Wchodzę do pomieszczenia z lekkim pośpiechem, odczuwam tęsknotę i lęk.
Widzę ją klęczy przy krawędzi antycznego basenu po którego tafli pływają biało żółte kwiaty
.....Tej?
Klęczy ciałem a duchem jest tam.
Gdzie jesteś?
Zawsze chciała tam być, każdy z nas tego pragnie
Podchodzę do niej to niby z lekkim pośpiechem a jednak z ostrożnością.
Tej wróciłem..
Dostrzegam w jej rękach dwa sztylety,
Tej nie odchodź..
Klęczę za jej plecami obejmując Ją.
Nie sięgam po ostrza.
Jej oczy już wyschnięte.
Obejmuję ją i szepczę.
Teji wróć..
Jest już tam, opuściła ciało, bez pożegnania,? Nie potrafiła się pożegnać.
Bała się
Wyczuwam wszystko co robi widzę jak się miota tam.

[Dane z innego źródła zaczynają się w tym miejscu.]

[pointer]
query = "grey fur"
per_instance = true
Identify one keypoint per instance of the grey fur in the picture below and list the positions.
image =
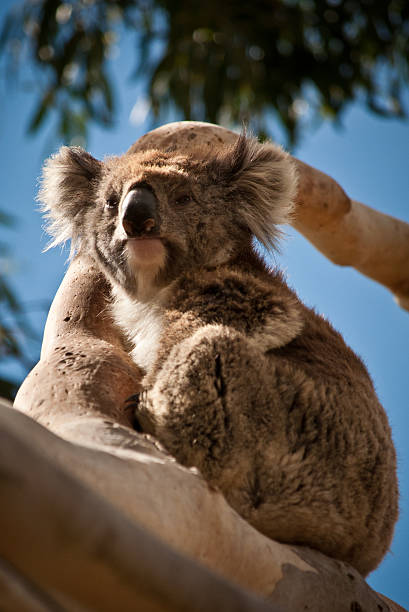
(242, 380)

To raz tańczy w jednym z tych kwiatów, by później jakby usłyszeć mnie
Tej jestem tu...
Czy to nasze nieme pożegnanie?
Ostrza nie są jeszcze wbite.
Także ja nie odejdę.
Wiem że tylko zdecydowana w pełni to zrobisz.
Jeśli tak mam być przez swoje ciało pchnij i mnie.....

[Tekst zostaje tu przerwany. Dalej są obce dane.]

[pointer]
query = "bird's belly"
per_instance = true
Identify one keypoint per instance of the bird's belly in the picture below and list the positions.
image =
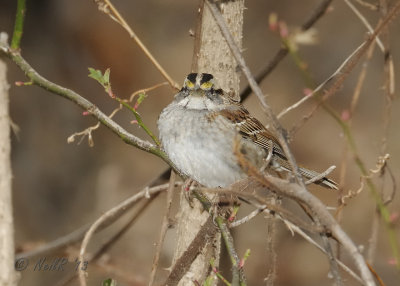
(200, 150)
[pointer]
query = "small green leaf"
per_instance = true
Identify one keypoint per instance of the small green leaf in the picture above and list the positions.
(106, 76)
(96, 75)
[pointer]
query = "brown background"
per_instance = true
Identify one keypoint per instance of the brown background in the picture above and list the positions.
(59, 187)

To nie jest szantaż, to prośba.
Wiesz o tym.
Bez ciebie nic mnie nie trzyma
Dziwne....
Wtulony Ja w Ciebie, przekazując ci całą swą miłość, czekam,
Jesteś tam szczęśliwa,
Zostań tam.
Chcę tego jak i ty.
Tu wśród ludzi nie mamy szczęścia.
Tam choć samotnie go pod dostatkiem
….
Wyczuwam łzę. na Mojej dłoni wklejonej w Twój tors.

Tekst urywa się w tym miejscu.